Not that Raquel Welch is the living person most admired by Paglia; even when wearing a "ragged hide bikini" she can't top Germaine Greer, about whom Paglia has written extensively and, for the most part, positively. It's a shame there's room in this present collection only for one piece on Greer - a review of her 1995 book, Slip-Shod Sybils - as it makes such a pleasant surprise to see Paglia saying nice things about another woman who doesn't happen to be a singer, a film star, or a member of Charlie's Angels.

Of course, we get her notorious New York Times article on Madonna from 1990, in which the Material Girl was declared the "future of feminism". And Paglia's piece written shortly afterwards on date rape, that caused "a huge backlash" at the time and remains one of Paglia's most controversial statements, although she insists that she stands by every word of it, including the claim that women "infantilize themselves when they cede responsibility for sexual encounters [and presumably this includes rape] to men or to after-the-fact grievance committees".
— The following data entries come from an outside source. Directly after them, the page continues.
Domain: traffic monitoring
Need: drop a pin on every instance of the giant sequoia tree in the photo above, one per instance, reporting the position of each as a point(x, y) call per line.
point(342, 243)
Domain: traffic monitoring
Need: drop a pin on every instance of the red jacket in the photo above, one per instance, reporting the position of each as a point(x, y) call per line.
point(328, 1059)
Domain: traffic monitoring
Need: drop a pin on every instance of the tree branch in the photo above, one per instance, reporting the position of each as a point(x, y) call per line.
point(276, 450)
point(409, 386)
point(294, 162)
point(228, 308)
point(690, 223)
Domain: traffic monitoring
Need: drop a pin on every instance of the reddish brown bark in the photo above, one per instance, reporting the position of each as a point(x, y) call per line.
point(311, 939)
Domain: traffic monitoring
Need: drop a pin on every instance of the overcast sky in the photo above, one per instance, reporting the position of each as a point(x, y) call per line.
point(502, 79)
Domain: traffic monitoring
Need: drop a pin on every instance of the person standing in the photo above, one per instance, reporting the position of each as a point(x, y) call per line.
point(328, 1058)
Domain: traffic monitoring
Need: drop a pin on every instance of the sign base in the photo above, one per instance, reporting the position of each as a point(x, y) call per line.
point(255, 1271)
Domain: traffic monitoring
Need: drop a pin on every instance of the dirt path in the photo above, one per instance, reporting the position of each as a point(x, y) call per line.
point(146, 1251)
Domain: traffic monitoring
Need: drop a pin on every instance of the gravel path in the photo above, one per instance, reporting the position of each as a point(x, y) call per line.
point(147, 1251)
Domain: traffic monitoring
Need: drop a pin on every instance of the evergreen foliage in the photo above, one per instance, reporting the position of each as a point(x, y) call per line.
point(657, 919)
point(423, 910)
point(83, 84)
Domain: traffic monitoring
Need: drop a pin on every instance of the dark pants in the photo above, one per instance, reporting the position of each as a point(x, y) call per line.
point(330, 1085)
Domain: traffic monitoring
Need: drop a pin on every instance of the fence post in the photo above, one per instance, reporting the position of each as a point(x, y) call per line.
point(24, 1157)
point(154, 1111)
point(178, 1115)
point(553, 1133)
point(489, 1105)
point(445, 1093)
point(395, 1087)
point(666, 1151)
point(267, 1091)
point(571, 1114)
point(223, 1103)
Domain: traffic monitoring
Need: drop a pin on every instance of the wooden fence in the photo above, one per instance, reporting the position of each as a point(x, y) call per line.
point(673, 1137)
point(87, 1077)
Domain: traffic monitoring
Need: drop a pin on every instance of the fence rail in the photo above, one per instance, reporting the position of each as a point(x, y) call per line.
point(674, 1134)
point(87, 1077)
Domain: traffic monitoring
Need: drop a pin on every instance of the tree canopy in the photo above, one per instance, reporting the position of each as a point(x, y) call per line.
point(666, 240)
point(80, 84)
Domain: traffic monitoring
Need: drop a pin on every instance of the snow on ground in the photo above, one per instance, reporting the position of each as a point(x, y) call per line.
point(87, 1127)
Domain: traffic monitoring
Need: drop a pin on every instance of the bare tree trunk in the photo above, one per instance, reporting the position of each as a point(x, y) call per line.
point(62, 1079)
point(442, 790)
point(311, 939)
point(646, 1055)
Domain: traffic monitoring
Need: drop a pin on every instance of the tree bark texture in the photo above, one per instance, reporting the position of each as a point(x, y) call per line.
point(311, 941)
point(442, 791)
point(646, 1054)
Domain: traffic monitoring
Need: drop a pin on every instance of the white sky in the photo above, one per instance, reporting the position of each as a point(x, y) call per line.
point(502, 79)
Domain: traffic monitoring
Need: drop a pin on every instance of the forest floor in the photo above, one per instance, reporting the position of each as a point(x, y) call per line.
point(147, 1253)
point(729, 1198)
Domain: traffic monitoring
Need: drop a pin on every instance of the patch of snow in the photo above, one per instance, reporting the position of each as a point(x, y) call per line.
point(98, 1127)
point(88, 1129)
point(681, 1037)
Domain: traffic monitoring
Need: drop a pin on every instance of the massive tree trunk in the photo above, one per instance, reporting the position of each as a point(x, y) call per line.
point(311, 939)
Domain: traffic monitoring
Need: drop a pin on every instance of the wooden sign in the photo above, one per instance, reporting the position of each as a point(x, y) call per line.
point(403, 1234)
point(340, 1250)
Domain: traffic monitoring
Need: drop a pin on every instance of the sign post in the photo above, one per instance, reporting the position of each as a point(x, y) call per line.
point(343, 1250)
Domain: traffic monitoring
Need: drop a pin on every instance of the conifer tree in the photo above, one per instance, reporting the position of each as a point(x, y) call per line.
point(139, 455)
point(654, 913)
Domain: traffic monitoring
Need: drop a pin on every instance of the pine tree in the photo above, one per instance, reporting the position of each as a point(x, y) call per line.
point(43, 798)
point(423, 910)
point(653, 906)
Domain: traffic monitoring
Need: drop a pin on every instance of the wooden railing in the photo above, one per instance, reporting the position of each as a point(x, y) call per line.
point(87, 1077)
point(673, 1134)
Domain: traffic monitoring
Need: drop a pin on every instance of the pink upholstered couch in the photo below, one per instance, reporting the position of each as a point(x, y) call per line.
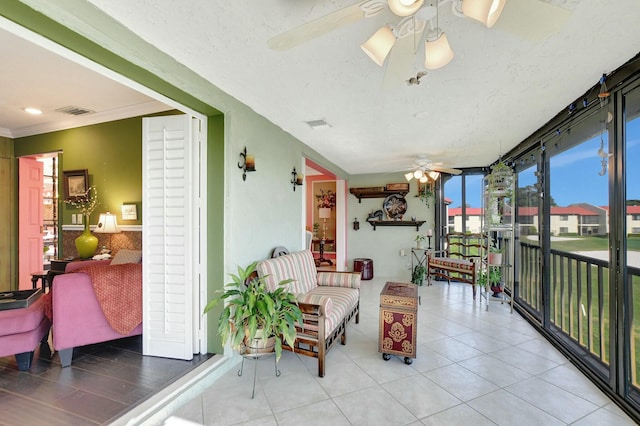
point(77, 317)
Paglia also happily repeats and reaffirms her recent decision to endorse "the ethical superiority of the pro-life argument in the abortion debate" and I have to admit to finding it disappointing to see a woman who at one time subscribed to chthonic feminism suddenly use cant phrases like the moral highground.    
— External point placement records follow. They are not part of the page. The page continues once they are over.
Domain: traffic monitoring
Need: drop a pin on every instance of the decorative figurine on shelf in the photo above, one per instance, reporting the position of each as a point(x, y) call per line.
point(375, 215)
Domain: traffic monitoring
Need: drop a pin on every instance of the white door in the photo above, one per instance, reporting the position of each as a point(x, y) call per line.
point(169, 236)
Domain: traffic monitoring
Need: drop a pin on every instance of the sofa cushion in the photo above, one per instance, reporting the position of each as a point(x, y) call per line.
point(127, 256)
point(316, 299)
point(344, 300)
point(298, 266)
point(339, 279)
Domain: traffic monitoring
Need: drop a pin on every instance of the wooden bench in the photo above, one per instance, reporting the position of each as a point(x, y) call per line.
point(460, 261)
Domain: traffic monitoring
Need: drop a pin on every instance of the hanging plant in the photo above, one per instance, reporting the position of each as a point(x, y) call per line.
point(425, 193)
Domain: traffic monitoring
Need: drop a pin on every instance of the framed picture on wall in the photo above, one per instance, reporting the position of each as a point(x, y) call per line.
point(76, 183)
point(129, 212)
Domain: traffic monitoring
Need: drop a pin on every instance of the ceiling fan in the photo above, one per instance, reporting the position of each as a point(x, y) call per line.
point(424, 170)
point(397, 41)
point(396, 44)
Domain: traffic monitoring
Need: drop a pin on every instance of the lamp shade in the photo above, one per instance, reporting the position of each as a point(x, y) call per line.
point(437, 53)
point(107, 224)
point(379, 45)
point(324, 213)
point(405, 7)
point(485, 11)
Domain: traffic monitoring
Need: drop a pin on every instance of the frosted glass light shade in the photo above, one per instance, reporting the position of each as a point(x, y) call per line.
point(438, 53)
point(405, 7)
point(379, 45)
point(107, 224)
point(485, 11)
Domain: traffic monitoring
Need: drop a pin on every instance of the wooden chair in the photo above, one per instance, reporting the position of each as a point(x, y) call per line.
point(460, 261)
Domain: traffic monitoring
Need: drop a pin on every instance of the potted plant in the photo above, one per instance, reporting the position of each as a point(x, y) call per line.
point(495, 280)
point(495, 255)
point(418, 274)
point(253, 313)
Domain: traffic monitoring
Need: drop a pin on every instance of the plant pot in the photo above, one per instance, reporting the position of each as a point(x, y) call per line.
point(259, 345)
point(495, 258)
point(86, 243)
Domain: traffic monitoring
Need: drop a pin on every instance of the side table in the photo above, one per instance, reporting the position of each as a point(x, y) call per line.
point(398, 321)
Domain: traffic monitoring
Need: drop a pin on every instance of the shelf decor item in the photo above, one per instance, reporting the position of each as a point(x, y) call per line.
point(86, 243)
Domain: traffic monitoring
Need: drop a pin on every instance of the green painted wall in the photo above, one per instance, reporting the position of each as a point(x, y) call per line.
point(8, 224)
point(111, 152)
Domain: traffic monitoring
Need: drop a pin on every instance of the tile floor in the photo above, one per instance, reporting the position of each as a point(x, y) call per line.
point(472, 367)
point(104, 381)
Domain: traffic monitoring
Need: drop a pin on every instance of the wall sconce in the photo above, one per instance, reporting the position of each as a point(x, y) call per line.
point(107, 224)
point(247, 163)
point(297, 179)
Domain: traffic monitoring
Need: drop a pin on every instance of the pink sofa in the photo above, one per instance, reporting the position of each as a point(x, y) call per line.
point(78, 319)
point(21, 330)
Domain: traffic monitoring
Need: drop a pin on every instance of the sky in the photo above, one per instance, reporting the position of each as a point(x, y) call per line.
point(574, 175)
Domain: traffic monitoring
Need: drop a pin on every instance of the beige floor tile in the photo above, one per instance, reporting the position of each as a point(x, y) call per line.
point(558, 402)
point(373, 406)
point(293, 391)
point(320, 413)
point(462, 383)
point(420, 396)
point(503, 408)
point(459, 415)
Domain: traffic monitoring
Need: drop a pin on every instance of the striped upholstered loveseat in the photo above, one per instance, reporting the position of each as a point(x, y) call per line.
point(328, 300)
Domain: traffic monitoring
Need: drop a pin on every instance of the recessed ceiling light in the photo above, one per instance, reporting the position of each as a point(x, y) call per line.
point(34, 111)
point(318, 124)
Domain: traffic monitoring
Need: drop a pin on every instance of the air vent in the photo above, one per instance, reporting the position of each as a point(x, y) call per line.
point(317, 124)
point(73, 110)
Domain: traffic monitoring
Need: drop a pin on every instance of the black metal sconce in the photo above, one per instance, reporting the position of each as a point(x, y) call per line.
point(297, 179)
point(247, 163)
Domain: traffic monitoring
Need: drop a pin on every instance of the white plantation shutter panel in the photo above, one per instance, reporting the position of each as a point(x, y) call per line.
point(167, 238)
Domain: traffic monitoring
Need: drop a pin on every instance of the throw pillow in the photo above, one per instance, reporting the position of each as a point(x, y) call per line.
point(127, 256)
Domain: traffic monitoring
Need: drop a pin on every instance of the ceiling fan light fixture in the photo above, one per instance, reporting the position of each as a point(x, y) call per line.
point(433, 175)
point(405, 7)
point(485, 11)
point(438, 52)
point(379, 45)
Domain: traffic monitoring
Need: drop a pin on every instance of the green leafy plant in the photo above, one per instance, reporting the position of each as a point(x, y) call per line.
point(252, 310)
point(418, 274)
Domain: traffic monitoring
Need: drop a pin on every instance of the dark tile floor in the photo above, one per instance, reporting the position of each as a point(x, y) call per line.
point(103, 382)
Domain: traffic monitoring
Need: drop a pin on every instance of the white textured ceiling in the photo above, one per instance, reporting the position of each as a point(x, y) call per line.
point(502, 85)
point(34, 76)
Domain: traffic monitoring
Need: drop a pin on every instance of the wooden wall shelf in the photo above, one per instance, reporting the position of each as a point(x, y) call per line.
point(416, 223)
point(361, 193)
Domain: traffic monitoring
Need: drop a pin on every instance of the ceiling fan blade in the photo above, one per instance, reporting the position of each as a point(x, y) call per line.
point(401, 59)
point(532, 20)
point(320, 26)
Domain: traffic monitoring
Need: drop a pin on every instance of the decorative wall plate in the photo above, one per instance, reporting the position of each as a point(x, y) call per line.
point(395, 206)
Ultimately, one gets the impression that, like Judge Judy, Paglia has never changed her mind on anything. Indeed, the point and purpose of this book is to not only show she's right - but that she's always been right. In other words, it's a vainglorious display of the "consistency and continuity" of her libertarian ideas which reach all the way back, as noted, to a precocious childhood, thus pre-dating Betty Friedan's The Feminine Mystique (1963); a work usually credited with initiating the second-wave of American feminism, rather than Paglia's letter to Newsweek protesting the "exclusion of women from the American space program", also published that year.

I fear that what I've written here makes it sound as if I don't like Ms Paglia very much, or, worse, don't take her work all that seriously. But, actually, I do feel a certain degree of affection for Camille and would hope that the fact that I continue to read her books indicates I find them interesting, important and amusing. This sentence alone, for example, makes me smile and justifies the price of the book:

"The freedom to hate must be as protected as the freedom to love."     


See: Camille Paglia, Free Women, Free Men: Sex, Gender, Feminism, (Pantheon Books, 2017). All the lines quoted above are taken from the the author's introduction, pp. ix-xxvi.